The application starts by accepting a search term, which, in my case, was baldness, but it can be any trait or disease that the GWAS catalog has curated. The application uses the GWAS API to return a list of SNPs associated with that search term while recording the risk allele, p-value, odds ratio, and number of study participants. The risk allele determines which allele (A,T,C or G) is more prevalent in the risk group.
Depending on your search term there is a fairly long list of SNPs. I filter out SNPs using a method described here in the “associations” section. Basically if a study had less than 1,000 participants the statistics aren’t as convincing, also I filter so that only SNPs with a p-value < 5 * 10e-8 are included. This filter is programmatically enforced during the first step.
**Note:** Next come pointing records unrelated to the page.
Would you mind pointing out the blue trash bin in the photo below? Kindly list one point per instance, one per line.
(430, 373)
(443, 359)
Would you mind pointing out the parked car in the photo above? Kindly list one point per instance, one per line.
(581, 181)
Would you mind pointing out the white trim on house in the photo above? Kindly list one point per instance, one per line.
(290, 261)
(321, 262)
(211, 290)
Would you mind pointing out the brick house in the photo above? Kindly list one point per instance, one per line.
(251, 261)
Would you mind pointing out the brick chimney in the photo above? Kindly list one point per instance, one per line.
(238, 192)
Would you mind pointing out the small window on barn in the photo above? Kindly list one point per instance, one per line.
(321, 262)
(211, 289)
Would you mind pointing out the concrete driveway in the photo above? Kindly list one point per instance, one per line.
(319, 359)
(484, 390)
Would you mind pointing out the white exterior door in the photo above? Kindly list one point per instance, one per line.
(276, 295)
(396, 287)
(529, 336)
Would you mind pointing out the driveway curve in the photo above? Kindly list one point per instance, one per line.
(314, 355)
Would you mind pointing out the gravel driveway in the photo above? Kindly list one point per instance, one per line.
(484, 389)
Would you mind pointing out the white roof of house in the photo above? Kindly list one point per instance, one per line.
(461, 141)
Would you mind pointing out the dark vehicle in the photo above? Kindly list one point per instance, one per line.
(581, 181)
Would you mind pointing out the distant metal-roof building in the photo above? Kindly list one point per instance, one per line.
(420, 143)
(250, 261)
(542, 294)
Now that I have a list of high quality SNPs from the GWAS, my application automatically pulls your 23andMe data only for these SNPs. You are prompted by 23andMe with a popup which will allow my application to pull your data. So the application pulls the list of GWAS SNPs from your 23andMe data in the form of rs123456: AA, rs987654: AT, etc. This is your list of SNPs associated with your search term. Finally, the application compares your genotype to the risk allele. It tells you whether you are normal, heterozygous, or homozygous for each SNP.
My application makes it easy to quickly investigate many of your own SNPs all at once, and gives you relevant information from a trusted source, the GWAS catalog. What my application does not do, is try to interpret the results. GWAS studies are controversial to begin with. Also, many diseases, including cancer, are too complex to put a finger on one SNP change that will have an impact on predicting whether or not someone will be at risk for a disease.
I did this application as a side project, I wanted to see what I could do with my own 23andMe genotype data and more importantly used the opportunity to expand my skill set. My next steps in the project will be to get the application on a webpage so anyone can visit and use it freely as well as try to get the results in a more meaningful format.
As always, thanks for reading, I appreciate any comments!